Alexandre Fonseca, CEO da Altice Portugal
Fábio Poço/Global Imagens)
Alexandre Fonseca, CEO da Altice Portugal Fábio Poço/Global Imagens)

Dona do Meo aponta 3ª semana de julho para fim do processo de mudança de frequências que a Anacom quer ver concluído até 30 de junho de 2020.

A Altice Portugal vai avançar com uma ação contra a Anacom no Tribunal Administrativo para impugnar as alterações introduzidas pelo regulador sobre o direito de utilização de frequências da Televisão Digital Terrestre (TDT). A dona do Meo diz que o calendário para a mudança de faixas TDT fixado pelo regulador não deixa “margem para imprevistos”, como condições meteorológicas adversas, “o que só demonstra amadorismo e irresponsabilidade no planeamento”, numa carta enviada à Anacom, ao governo e ao Presidente da República, a que o Dinheiro Vivo teve acesso.

A Anacom quer ter o processo de mudança da TDT concluído em junho do próximo ano, com o primeiro piloto a iniciar-se já a 27 de novembro. Um calendário “impossível de cumprir”, diz a Meo. O material necessário para as alterações na rede de 240 transmissores, levará “no mínimo” quatro meses a chegar, fazendo com que “só estejam reunidas as condições para iniciar o roll-out a partir da 2.ª de fevereiro, no cenário mais provável”.

A Meo rejeita “quaisquer responsabilidades por eventuais atrasos no processo de roll-out”, alertando que a “data de 30 de junho de 2019 não é possível de ser atingida, apontando as nossas estimativas para a 3.ª semana de julho de 2019”. Na carta enviada ao presidente da Anacom, João Cadete Matos, a operadora lembra ainda que há uma dívida com custos incorridos com a TDT, e reserva-se ao direito de não iniciar os trabalhos de implementação “sem que todos os custos incorridos em 2011 já tenham sido ressarcidos, o que há data ainda não aconteceu, apesar dos 8 anos já passados”.

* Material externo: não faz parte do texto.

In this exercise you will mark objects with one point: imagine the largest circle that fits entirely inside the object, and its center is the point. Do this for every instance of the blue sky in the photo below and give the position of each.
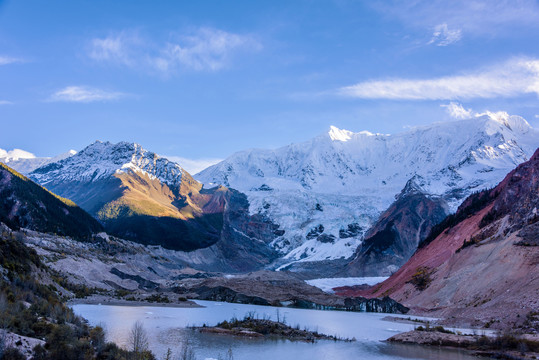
(203, 79)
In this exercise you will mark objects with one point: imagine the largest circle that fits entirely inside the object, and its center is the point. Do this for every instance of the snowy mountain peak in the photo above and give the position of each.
(101, 160)
(336, 134)
(320, 190)
(512, 122)
(15, 154)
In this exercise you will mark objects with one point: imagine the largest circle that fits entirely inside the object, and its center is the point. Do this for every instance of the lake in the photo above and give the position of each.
(167, 327)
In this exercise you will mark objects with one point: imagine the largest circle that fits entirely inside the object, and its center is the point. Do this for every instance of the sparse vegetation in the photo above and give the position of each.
(40, 210)
(471, 205)
(251, 326)
(30, 308)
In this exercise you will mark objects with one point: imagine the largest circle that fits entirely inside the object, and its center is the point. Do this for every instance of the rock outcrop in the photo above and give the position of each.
(481, 266)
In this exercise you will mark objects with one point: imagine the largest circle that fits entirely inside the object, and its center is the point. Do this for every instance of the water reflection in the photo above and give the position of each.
(168, 327)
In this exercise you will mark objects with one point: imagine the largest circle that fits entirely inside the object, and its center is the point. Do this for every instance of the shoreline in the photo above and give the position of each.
(105, 300)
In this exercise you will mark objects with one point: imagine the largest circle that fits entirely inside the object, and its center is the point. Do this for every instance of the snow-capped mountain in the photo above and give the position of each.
(25, 162)
(326, 192)
(140, 196)
(100, 160)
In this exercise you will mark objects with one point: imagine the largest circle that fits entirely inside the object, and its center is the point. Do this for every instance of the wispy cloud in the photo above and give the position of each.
(513, 78)
(193, 166)
(84, 94)
(457, 111)
(5, 60)
(202, 49)
(477, 18)
(443, 36)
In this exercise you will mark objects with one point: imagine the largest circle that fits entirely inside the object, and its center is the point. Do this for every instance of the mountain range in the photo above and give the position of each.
(481, 265)
(140, 196)
(25, 162)
(24, 204)
(340, 204)
(326, 193)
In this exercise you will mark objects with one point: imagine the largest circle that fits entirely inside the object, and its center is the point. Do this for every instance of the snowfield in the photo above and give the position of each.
(325, 193)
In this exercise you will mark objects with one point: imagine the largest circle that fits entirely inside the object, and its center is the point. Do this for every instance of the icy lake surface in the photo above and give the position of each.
(167, 328)
(327, 284)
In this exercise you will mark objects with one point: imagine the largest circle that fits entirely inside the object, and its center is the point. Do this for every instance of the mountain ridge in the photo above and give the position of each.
(343, 179)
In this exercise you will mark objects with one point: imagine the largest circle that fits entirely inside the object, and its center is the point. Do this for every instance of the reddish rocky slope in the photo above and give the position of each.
(483, 264)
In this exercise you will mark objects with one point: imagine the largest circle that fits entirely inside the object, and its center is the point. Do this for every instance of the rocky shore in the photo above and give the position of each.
(261, 328)
(497, 347)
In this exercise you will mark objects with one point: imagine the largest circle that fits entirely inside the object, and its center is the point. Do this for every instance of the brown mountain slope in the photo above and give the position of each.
(485, 267)
(397, 233)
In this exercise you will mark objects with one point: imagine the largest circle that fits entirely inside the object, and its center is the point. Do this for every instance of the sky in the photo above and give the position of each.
(200, 80)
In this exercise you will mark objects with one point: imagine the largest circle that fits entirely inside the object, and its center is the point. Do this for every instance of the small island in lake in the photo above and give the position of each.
(259, 328)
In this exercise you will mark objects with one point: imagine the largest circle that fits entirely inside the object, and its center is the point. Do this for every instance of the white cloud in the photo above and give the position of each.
(512, 78)
(116, 48)
(202, 49)
(84, 94)
(5, 60)
(457, 111)
(477, 17)
(193, 166)
(443, 36)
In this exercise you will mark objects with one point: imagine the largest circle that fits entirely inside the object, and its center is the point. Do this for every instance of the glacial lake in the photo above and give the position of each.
(167, 327)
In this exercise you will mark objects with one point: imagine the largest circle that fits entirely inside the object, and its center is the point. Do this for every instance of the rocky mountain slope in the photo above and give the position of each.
(26, 162)
(143, 197)
(327, 192)
(394, 238)
(482, 263)
(26, 204)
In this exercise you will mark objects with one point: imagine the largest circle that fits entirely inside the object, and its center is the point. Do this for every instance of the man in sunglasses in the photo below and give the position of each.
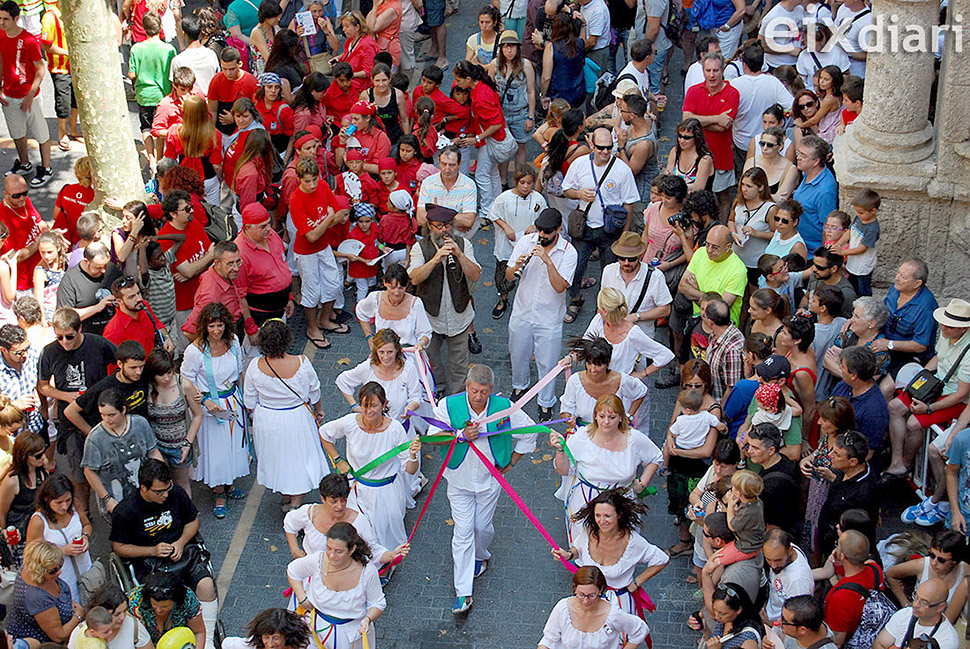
(545, 263)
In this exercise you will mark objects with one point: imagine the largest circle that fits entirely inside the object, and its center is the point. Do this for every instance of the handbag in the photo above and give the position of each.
(927, 388)
(576, 224)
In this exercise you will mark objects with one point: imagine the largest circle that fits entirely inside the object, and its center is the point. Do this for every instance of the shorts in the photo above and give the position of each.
(146, 115)
(64, 99)
(20, 124)
(322, 278)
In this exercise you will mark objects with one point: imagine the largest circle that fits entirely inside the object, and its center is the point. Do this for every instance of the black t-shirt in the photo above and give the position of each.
(136, 398)
(136, 521)
(76, 370)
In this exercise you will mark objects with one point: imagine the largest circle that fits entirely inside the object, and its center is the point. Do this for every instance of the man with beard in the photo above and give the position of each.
(545, 262)
(133, 319)
(441, 268)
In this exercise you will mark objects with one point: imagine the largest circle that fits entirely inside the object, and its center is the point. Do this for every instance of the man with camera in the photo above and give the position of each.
(442, 267)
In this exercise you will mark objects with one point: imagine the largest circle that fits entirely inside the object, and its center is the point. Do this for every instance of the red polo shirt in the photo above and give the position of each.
(25, 225)
(123, 327)
(701, 102)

Apoio aos consumidores TDT

A Altice mostra-se ainda preocupada com o apoio que será prestado aos utilizadores da TDT. E não é a única. Também a a DECO e a RTP se mostraram preocupadas com este tema durante a consulta pública, diz a operadora. Até junho, 86% das famílias portuguesas, cerca de 4 milhões, tinha um serviço de televisão paga, mas há ainda quase 20% da população que vê os canais através da TDT, segundo dados da Anacom.

Incapacidade, incumprimento, incompetência: Altice culpa Anacom de atraso na TDT

A dona do Meo tinha proposto um call center, sob sua gestão, mas a Anacom tomou outra opção. Será criada uma linha telefónica, com o apoio a ser prestado através de um call center sob gestão do regulador, e, se necessário, equipas técnicas da Anacom irão a casa dos utilizadores para ajudar na sintonização dos televisores para os novos canais de transmissão.

“A Anacom não apresenta um plano de implementação concreto, calendarizado e quantificado sobre as várias formas em que este apoio se irá materializar, desde a linha de apoio, ao dimensionamento das equipas no terreno, às campanhas de informação a desenvolver e aos canais a utilizar”, refere. Aspetos que a Altice considera “importante” serem esclarecidos a breve prazo, “pois o atendimento e suporte ao utilizador precisa de estar a funcionar para o piloto a realizar a 27 de novembro de 2019”.

E deixa um aviso. A Meo “não poderá ser responsabilizada por quaisquer problemas que ocorram no atendimento que presta através da sua linha de apoio à TDT, causados por lacunas e insuficiências no apoio e suporte ao utilizador”. A operadora alerta ainda para a “elevada probabilidade” de registar “custos operacionais adicionais, decorrentes das lacunas do cenário proposto pela Anacom, pois em situação de ausência de serviço, será normal que os utilizadores recorram aos serviços do prestador de TDT para obterem esclarecimentos ou suporte”. Custos que, avisa, “serão devidamente registados e contabilizados, para posterior apresentação à Anacom e respetivo ressarcimento”.